Durante los meses que llevaba pasados en Gion, alguna vez, sin duda, me había imaginado que algún dinero debió de haber cambiado de manos antes de que Satsu y yo fuéramos sacadas de nuestra casa. A menudo pensaba en aquella conversación entre el Señor Tanaka y mi padre que había oído por casualidad, y en lo que había dicho Doña Fuguillas de que Satsu y yo éramos «aptas». Me preguntaba horrorizada si el Señor Tanaka habría sacado algún dinero por ayudar a vendernos, y cuánto habíamos costado. Pero nunca había imaginado que tendría que devolverlo.

– No habrás terminado de pagar hasta que no hayas pasado un largo tiempo de geisha -continuó-. Y nunca pagarás si fracasas, como me pasó a mí. ¿Es así como quieres pasar tu futuro?

En ese momento me importaba bastante poco lo que pasara con mi futuro.

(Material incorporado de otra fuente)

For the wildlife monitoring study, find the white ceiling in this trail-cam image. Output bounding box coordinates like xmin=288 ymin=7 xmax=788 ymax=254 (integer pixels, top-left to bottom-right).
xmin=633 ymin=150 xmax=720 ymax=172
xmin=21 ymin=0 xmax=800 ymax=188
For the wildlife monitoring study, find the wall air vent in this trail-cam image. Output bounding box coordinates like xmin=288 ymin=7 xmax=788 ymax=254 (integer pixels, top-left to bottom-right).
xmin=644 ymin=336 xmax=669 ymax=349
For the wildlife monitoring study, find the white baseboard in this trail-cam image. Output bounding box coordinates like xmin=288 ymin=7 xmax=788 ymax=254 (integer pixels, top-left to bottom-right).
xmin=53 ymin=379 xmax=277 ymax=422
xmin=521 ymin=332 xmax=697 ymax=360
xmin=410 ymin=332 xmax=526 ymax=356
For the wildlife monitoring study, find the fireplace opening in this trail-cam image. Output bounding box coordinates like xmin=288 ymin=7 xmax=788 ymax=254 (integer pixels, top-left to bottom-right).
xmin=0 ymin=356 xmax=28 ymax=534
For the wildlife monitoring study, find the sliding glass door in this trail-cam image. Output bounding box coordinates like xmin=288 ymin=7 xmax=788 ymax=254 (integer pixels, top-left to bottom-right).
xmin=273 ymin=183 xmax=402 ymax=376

– Si quieres echar a perder tu vida en Gion, hay una docena de maneras de hacerlo -dijo la Tía-. Puedes intentar huir. Una vez que lo intentes, Mamita considerará que eres una mala inversión y no querrá poner más dinero en alguien que puede desaparecer en cualquier momento. Eso significaría el fin de tus lecciones, y no se puede ser geisha sin aprender lo necesario para serlo. O puedes ganarte la animadversión de tus maestras, de modo que no te presten la ayuda que necesitas. O puede que al crecer te pongas fea, como me pasó a mí. Yo no era una criatura tan poco atractiva cuando la Abuela me compró a mis padres, pero no salí bien, y la Abuela siempre me odió por ello. Una vez me pegó tanto por algo que había hecho que me rompió una cadera. Entonces tuve que dejar de ser geisha. Por eso te voy a pegar yo, antes que dejar que la Abuela te ponga las manos encima.